The Florida Citizens Alliance upset that their carefully crafted textbook law didn’t cause the distress and upheaval it aimed to create, has implemented language in the new law to fix things they felt were patently unfair (to themselves) before.

  • The Alliance didn’t like the hearing officers chosen last year, so they’re legislating changes to how those officers are selected (lines 271 – 272) “A district school board may not appoint its own hearing officer.”
  • They want to waste as much time and energy possible, so they’re requiring written recommendations for each challenge. Keep in mind, it takes much more energy to review these challenges than to make them in the first place, (lines 286 – 289) “The hearing officer shall provide written findings on each objection with his or her recommendations to the school board. Failure of the hearing officer to provide written findings on each objection voids the adoption process.”
  • They don’t want any lawyers in favor of education meddling with these meetings, so (lines 294 – 295) “An attorney for the school district may not have been involved in designing or establishing the rules of operation for the hearing.”
  • And in case all else fails, the Florida Citizens Alliance, unhappy with being unable to win a single challenge last year, adds caveats just in case they still can’t win a challenge (lines 301 – 3018) “A petitioner may appeal the decision of the state board to a circuit court and may seek damages or injunctive relief, or both. The circuit court has original and exclusive jurisdiction of all proceedings brought under this section. If any proceeding brought under this section is deemed to be frivolous by the court, the petitioner may recover reasonable attorney fees and costs after convening a hearing is final and not subject to further petition or review.”
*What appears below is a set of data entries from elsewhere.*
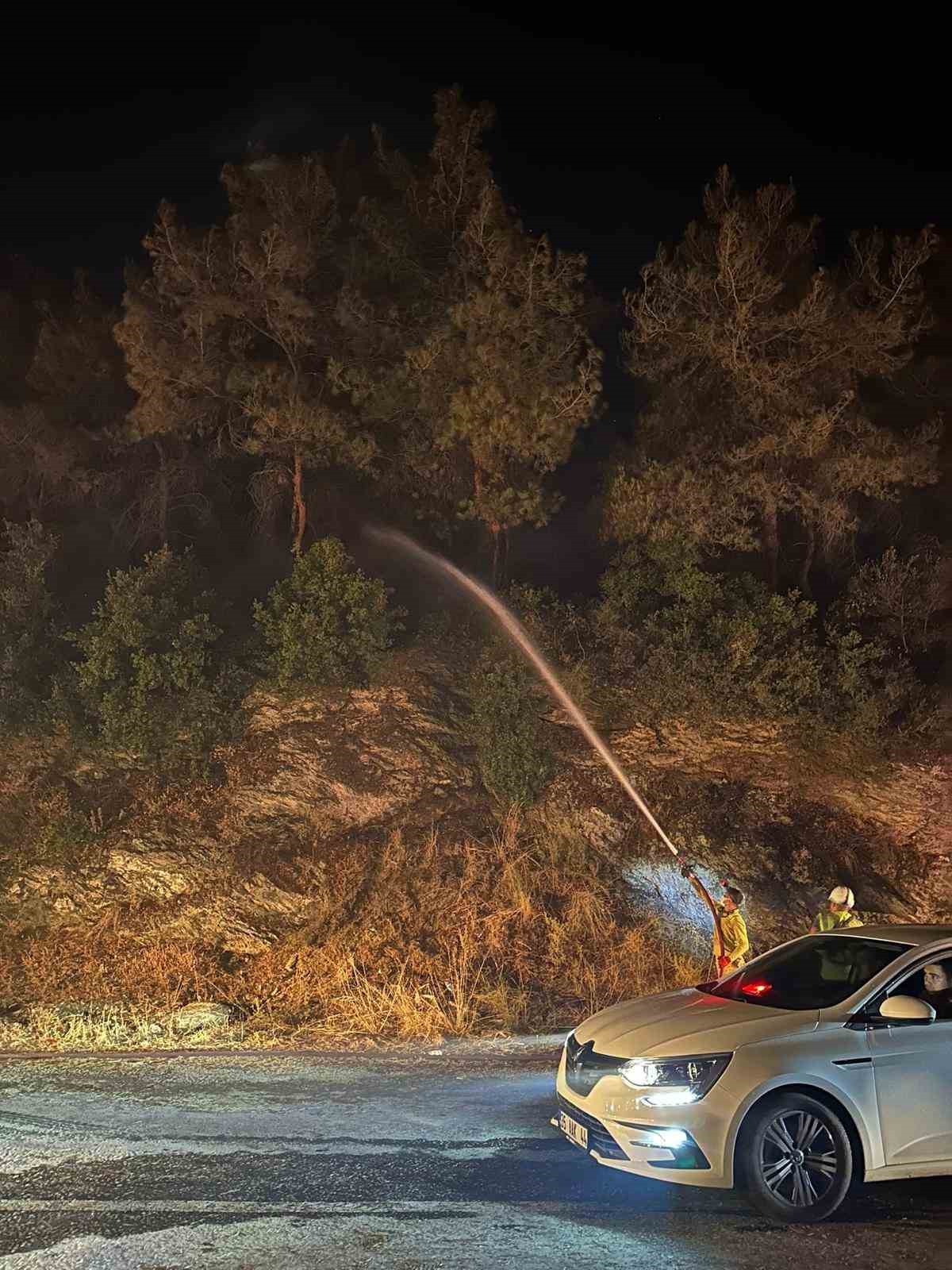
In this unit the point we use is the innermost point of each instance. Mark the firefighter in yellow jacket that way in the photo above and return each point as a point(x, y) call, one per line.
point(729, 918)
point(734, 930)
point(837, 914)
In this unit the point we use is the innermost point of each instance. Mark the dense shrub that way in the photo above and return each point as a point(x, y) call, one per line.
point(514, 762)
point(328, 622)
point(152, 683)
point(29, 643)
point(896, 596)
point(689, 641)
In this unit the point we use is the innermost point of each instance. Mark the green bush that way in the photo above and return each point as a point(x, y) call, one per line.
point(873, 687)
point(328, 622)
point(514, 762)
point(896, 596)
point(692, 641)
point(687, 641)
point(29, 643)
point(152, 683)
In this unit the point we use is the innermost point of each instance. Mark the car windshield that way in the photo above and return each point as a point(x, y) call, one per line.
point(812, 973)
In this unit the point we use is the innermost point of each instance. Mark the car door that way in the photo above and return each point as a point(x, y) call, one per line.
point(913, 1075)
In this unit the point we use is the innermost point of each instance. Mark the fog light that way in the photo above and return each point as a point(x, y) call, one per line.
point(670, 1099)
point(672, 1138)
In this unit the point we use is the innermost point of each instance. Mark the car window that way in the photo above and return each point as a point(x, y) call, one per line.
point(914, 986)
point(812, 973)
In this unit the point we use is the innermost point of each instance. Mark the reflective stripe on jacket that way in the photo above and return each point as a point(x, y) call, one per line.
point(828, 921)
point(734, 930)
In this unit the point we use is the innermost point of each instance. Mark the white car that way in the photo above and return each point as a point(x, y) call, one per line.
point(818, 1064)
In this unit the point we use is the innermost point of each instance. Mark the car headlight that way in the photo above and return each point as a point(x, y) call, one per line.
point(670, 1083)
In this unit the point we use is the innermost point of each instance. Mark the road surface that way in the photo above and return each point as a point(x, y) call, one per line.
point(409, 1162)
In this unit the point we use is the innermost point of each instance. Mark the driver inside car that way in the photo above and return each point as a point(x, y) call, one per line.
point(939, 990)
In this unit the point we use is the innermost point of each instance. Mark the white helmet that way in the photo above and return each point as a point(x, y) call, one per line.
point(842, 895)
As Brandon Haught writes of these changes to the legislation:
“And that how special interest groups in Florida make laws.”

Wrap Up

This is just one small section of one of the three pieces of legislation proposed by Florida Citizens Alliance that tackles challenges to instructional materials. These laws also have far too much to say about the teaching of “controversial” topics – likely climate change, evolution, sexual education, social studies, and more. CBLDF will be posting more articles attempting to break down the implications of this legislation, as well as any updates to its progress in the future.

If you live in Florida, reach out to your representative in the House Legislature and let them know you do not stand with HB 855. Call your friends and family in Florida and ask them to fight for the rights of teachers and administrators to teach, instead of being hijacked by whatever wackadoo in the community has the most time to devote to challenging textbooks. These erosions of the First Amendment add up. And unfortunately, in this case, they add up to the detriment of students and teachers.